Racconto con un coefficiente di difficoltà altissimo, la scelta di abolire qualsiasi forma di narrazione lo rende davvero unico. Sono stata letteralmente catturata dal ritmo concitato del dialogo. Come ha già detto qualcuno, potrebbe davvero essere un ottimo incipit per un libro! Complimenti.
Un racconto molto intenso. Hai scelto di far emergere i motivi di incomprensione fra un padre e una figlia in modo diretto, dal dialogo scaturito in un momento di vita quotidiana e banale come una cena a base di vellutata di zucchine. Se non che, alcune cose banali sono legate a ricordi fondamentali della vita e riportano a galla tutte le cose non dette.Emerge una sconfortante superficialità della figura paterna incapace di affrontare seriamente una situazione difficile come la malattia mentale della moglie e madre della ragazza, ma sarà davvero così o invece si trattava di una depressione legata alla incapacità di accettare un matrimonio ormai finito? E’ davvero un bel racconto che vedrei bene in una rappresentazione teatrale.
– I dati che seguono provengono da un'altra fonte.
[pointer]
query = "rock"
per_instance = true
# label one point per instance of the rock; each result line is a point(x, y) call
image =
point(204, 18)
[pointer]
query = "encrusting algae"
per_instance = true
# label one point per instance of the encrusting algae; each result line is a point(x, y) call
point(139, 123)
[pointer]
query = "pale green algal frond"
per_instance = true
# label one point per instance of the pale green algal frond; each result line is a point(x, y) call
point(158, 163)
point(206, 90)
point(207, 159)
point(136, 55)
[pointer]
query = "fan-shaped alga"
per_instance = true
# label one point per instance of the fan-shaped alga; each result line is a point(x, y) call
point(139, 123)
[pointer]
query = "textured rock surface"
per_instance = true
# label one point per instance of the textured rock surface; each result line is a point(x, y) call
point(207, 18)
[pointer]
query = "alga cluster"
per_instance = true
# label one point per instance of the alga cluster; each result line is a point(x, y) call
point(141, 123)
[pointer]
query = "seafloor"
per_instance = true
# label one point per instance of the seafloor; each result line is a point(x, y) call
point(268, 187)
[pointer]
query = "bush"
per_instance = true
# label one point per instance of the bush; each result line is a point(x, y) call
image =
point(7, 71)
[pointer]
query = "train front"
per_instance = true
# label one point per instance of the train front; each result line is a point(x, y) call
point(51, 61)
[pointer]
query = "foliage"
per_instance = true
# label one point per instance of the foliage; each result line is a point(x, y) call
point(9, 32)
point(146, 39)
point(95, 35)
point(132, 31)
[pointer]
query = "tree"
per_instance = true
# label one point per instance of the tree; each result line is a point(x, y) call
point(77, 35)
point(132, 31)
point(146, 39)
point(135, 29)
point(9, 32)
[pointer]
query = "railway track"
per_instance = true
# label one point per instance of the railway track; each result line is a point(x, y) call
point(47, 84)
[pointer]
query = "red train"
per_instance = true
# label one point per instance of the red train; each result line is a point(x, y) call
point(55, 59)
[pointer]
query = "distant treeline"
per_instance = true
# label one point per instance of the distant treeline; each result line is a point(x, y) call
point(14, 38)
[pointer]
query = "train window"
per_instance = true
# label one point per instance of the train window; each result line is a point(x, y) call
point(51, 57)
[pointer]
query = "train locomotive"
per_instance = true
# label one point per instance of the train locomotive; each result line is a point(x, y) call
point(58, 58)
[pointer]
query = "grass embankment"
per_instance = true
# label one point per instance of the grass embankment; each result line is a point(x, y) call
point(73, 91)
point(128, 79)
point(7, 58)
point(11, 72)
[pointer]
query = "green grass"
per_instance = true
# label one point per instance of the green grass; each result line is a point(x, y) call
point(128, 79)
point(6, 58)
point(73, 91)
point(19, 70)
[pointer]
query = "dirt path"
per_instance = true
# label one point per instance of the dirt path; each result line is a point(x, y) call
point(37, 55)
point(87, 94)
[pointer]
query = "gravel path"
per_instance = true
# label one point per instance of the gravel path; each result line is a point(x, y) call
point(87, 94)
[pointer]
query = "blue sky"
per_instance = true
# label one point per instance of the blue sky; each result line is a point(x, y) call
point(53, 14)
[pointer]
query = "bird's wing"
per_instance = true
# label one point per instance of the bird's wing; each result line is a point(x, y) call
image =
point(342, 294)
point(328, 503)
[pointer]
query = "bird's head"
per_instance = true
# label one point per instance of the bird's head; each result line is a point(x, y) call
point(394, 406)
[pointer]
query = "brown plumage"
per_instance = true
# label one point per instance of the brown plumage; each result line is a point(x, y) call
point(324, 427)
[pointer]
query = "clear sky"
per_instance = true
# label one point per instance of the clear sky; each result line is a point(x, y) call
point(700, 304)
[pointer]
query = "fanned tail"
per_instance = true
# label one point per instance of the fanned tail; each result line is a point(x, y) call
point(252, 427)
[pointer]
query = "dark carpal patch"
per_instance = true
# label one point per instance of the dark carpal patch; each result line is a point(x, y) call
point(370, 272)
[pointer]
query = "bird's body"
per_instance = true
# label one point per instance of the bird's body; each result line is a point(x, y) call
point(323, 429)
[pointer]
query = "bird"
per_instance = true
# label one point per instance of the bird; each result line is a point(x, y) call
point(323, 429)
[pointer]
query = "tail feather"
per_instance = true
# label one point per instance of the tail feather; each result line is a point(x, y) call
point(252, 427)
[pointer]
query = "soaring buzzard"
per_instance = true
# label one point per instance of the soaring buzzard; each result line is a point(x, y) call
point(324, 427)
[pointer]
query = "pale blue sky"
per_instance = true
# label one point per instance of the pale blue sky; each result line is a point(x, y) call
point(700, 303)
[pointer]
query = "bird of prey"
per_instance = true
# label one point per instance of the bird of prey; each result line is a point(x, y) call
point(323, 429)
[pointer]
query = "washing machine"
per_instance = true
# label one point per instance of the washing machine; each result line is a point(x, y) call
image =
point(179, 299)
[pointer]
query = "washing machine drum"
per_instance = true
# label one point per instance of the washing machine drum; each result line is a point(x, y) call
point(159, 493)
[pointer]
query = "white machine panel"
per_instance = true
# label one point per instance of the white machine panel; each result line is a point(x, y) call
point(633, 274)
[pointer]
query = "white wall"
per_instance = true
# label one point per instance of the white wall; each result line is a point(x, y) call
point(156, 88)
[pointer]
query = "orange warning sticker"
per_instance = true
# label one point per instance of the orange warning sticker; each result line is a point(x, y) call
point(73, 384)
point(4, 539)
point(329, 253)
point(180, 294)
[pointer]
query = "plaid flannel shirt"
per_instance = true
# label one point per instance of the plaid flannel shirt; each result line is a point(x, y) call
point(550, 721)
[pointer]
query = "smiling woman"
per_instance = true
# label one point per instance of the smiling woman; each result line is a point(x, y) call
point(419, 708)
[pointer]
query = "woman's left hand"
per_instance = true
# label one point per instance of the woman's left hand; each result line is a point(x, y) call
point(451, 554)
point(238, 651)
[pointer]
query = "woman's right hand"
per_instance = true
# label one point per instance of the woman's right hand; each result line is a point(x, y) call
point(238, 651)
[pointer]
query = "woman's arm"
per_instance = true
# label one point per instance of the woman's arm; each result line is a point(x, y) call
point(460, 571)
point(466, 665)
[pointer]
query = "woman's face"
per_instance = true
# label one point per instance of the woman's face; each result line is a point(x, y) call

Grazie Francesca, mi fa piacere il tuo commento, affidare tutto ai dialoghi è stata una scelta precisa, per capire se il dialogo da solo potesse esprimere il senso del racconto.
Grazie per il bellissimo commento Anna Rosa, l’idea della rappresentazione teatrale è molto interessante.
Un dialogo potente che gronda emozioni, sono stato trascinato dal ritmo fino alla fine. Complimenti.
P.S.: comunque, secondo Artusi, la vellutata di zucca non richiede né aglio né cipolla.
Grazie Roberto, mi fa piacere che ti sia piaciuto. In merito alla cipolla, La cucina italiana la riporta insieme al porro. Nella mia ricetta funziona?